= Salvatore Martirano =

American composer (1927–1995)

Salvatore Giovanni Martirano (January 12, 1927 – November 17, 1995) was an American composer of contemporary classical music. Born in Yonkers, New York, he taught for many years at the University of Illinois. He also worked in electronic music and invented electronic musical instruments.

==Professional background==
Born in Yonkers, New York, Martirano received his undergraduate degree in 1951 from Oberlin College, where he studied composition with Herbert Elwell. A year later he completed his master's degree in composition at the Eastman School of Music, where he studied with Bernard Rogers. He then pursued further studies in Florence, Italy with Luigi Dallapiccola from 1952 through 1954.

Martirano worked in Italy from 1956 to 1959, when he was a resident fellow at the American Academy.

Between 1959 and 1964, Martirano received commissions, awards, and fellowships from the Guggenheim, Ford, Koussevitzky, and Fromm Foundations, as well as from the American Academy of Arts and Letters and Brandeis University.

In 1963, Martirano joined the Theory and Composition Department at the University of Illinois in Urbana.

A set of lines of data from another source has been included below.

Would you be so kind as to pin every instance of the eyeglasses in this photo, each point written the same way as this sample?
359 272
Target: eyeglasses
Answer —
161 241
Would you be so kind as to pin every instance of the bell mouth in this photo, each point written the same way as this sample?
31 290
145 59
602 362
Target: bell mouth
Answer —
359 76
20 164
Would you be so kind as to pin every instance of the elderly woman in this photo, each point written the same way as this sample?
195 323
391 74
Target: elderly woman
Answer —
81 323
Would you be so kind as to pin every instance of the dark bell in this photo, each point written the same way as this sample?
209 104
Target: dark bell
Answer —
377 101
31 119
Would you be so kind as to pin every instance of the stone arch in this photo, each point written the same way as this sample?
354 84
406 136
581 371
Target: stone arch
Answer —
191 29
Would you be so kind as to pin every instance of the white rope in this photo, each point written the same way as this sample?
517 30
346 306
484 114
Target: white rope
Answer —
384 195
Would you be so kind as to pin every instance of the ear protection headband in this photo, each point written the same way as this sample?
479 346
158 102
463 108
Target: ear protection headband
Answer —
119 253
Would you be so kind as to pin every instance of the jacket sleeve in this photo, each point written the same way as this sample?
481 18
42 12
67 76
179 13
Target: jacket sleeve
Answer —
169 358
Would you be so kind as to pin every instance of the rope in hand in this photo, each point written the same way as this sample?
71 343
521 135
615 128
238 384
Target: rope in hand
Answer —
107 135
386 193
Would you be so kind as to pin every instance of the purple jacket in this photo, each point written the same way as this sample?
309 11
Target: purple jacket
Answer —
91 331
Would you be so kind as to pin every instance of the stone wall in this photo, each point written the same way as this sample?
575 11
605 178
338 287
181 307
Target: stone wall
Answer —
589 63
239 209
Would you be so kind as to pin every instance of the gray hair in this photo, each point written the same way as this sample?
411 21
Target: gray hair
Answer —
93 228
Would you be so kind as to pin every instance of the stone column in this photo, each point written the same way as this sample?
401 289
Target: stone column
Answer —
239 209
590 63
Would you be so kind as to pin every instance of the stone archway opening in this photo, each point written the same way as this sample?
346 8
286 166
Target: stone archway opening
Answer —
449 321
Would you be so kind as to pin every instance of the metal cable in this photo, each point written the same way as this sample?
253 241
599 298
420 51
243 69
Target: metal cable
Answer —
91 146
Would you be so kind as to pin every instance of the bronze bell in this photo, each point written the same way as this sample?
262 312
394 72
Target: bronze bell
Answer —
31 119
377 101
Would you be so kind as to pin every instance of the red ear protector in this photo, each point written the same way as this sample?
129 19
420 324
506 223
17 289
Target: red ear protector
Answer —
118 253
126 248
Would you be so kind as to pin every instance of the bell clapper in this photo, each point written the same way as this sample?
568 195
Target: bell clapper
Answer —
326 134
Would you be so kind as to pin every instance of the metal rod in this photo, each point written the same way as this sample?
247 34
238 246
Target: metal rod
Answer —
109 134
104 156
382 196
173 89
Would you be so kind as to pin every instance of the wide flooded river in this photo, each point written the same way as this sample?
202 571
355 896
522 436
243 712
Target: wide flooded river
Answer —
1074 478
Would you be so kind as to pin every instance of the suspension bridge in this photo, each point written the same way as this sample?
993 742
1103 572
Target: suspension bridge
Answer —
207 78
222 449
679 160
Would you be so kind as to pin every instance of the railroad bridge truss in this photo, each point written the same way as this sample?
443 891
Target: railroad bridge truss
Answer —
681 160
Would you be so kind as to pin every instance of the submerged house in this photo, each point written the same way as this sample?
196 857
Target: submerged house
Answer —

He served on the faculty until his retirement and death in 1995. Martirano was the second person to live in the 1955 "Garvey House" in Urbana after Garvey, for whom it was designed by notable architect Bruce Goff.

===Music===
Many of Martirano's early works incorporate twelve-tone compositional techniques and jazz, vernacular, and multimedia idioms. His best-known composition, "L's GA" (Lincoln's Gettysburg Address), was widely performed in the late 1960s and early 1970s. It became associated with the anti-Vietnam War movement.

==SAL-MAR Construction==
In 1969, Salvatore Martirano, along with a group of engineers and musicians at the University of Illinois, began work on the design and construction of a musical electronic instrument. The instrument, named the SAL-MAR Construction, is a hybrid system in which TTL logical circuits (small and medium scale integration) drive analog modules, such as voltage-controlled oscillators, amplifiers and filters. The performer sits at a horizontal control panel of 291 lightable touch-sensitive switches (no moving parts). The two-state switches are used by a performer to dial sequences of numbers that are characterized by a variety of intervals and lengths. A sequence may bypass, address, or be added to other sequences forming an interlocked tree of control and data according to a performer's choice. The unique characteristic of the switch is that it can be driven manually and logically, allowing human/machine interaction. The most innovative feature of the human/machine interface is that it allows the user to switch from control of macro to micro parameters of the information output. This is analogous to a zoom lens on a camera.

==Legacy and honors==
- In the year following Martiano's death, a music composition award was established in his name, the Salvatore Martirano Memorial Composition Award, and has been given annually since 1996.